Runtime: 90 minutes
Director: Shalini Kantayya
By Caz Armstrong
What if the computers making hugely important decisions about your life were riddled with built-in biases that perpetuated unfairness? And there was almost nothing you could do to stop it?
Well, I hate to break it to you, but the documentary “Coded Bias” highlights the ways in which algorithms exacerbate inequalities in society — and it is chilling.
The film opens with Joy Buolamwimi, a black woman who is a computer scientist at MIT, explaining how she tried to make a fun interactive mirror, but the camera couldn’t recognize her face. When she put on a white mask, the algorithm in the camera instantly recognized her. The software couldn’t see her real face because it had been taught what white men’s faces looked like.
This leads her on a journey into the algorithms that control so many aspects of our life but are built on inequalities and biases. The film escalates from there, layering new scenarios on each concept until viewers feel genuine terror and despair at our lives being in the hands of these algorithms.
Through a series of talking head interviews, illustrations, and documentary footage, this film is educational yet passionate and well-explained. A key aim is to make sure people understand the potential future implications of allowing companies to develop biased programs.
“Coded Bias” links inequalities of gender, race, and class with the people who benefit from building algorithms for profit without any regulation.
This isn’t just fear-mongering. It’s a clear explanation of why we need to regulate algorithms that have the power to affect our lives to ensure that they are truly fair.

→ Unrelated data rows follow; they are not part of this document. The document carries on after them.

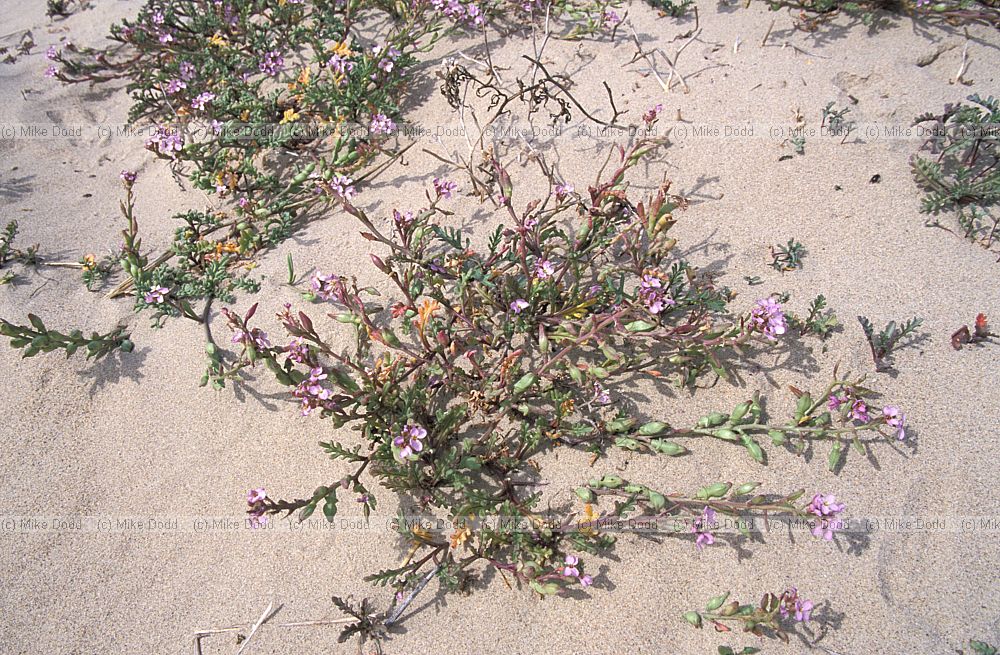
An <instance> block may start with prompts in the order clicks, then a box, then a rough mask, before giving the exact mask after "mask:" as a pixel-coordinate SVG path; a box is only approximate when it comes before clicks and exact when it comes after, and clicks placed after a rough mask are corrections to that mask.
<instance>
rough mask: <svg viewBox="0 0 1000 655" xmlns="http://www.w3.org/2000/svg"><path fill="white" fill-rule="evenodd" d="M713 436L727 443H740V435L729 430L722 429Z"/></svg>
mask: <svg viewBox="0 0 1000 655" xmlns="http://www.w3.org/2000/svg"><path fill="white" fill-rule="evenodd" d="M712 436H713V437H715V438H716V439H724V440H726V441H739V440H740V435H738V434H737V433H735V432H733V431H732V430H730V429H729V428H721V429H719V430H716V431H714V432H713V433H712Z"/></svg>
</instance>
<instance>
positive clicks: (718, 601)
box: [705, 591, 729, 612]
mask: <svg viewBox="0 0 1000 655" xmlns="http://www.w3.org/2000/svg"><path fill="white" fill-rule="evenodd" d="M727 598H729V592H728V591H727V592H726V593H724V594H719V595H718V596H712V597H711V598H709V599H708V603H706V604H705V611H706V612H714V611H715V610H717V609H719V608H720V607H722V604H723V603H724V602H726V599H727Z"/></svg>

Particularly important to the director Shalini Kantayya (2015’s “Catching the Sun”) is the representation of women and people of color. Many of the film’s examples are about black women in particular, as the group most likely to be negatively affected by such software.
Algorithms decide things like whether people are accepted for loans, college placement, and access to health care or housing. These devices are assumed to be fair because they’re just computers.
But if programmers feed them data that reflects existing biases, algorithms only learn to replicate or increase those biases. Amazon.com, for instance, discovered that the company’s recruitment tool excluded all female applicants because the vast majority of people for a particular position were men.
A few real-life scenarios are used as object lessons to bring these concepts to life. A facial recognition camera mistakenly identifies a 14-year-old black boy, who feels shaken after police search and question him. These cameras are not accurate enough to rely on, especially for people of color who are more likely to be racially profiled by police.
Even at the more benign end of the scale, algorithms tailor advertisements online based on people’s perceived interests. The more affluent may see ads for items to buy. On the other side of the coin are predatory ads targeting the poor. People with gambling problems are pushed toward betting websites, or people with money problems see ads for extortionate payday loans.
[Algorithms] are assumed to be fair because they’re just computers. … These real-life examples make for a hard-hitting documentary that demonstrates how this impacts audiences personally.
These real-life examples make for a hard-hitting documentary that demonstrates how this impacts audiences personally.
One risk with educational, issue-led documentaries is that they leave viewers feeling lectured to, helpless, or frustrated. “Coded Bias” ends on a positive note, but it also definitely touches a nerve. It links inequalities of gender, race, and class with the people who benefit from building algorithms for profit without any regulation.
It would have been interesting to hear the perspective of developers who are trying to do good. Although the film mentions changes and improvements that tech companies are making, we don’t hear from any of them directly. Are these changes substantive, or are they merely reacting to public pressure?
Overall, “Coded Bias” makes viewers question things they previously assumed to be safe. Where AI starts to make decisions about our lives without any human intervention, we should challenge it. Where unreliable facial recognition software sends police to our neighborhoods, we should resist. Although this isn’t always possible, perhaps we can take solace in the fact that there are passionate and intelligent experts fighting for regulation and fairness of AI at the highest levels.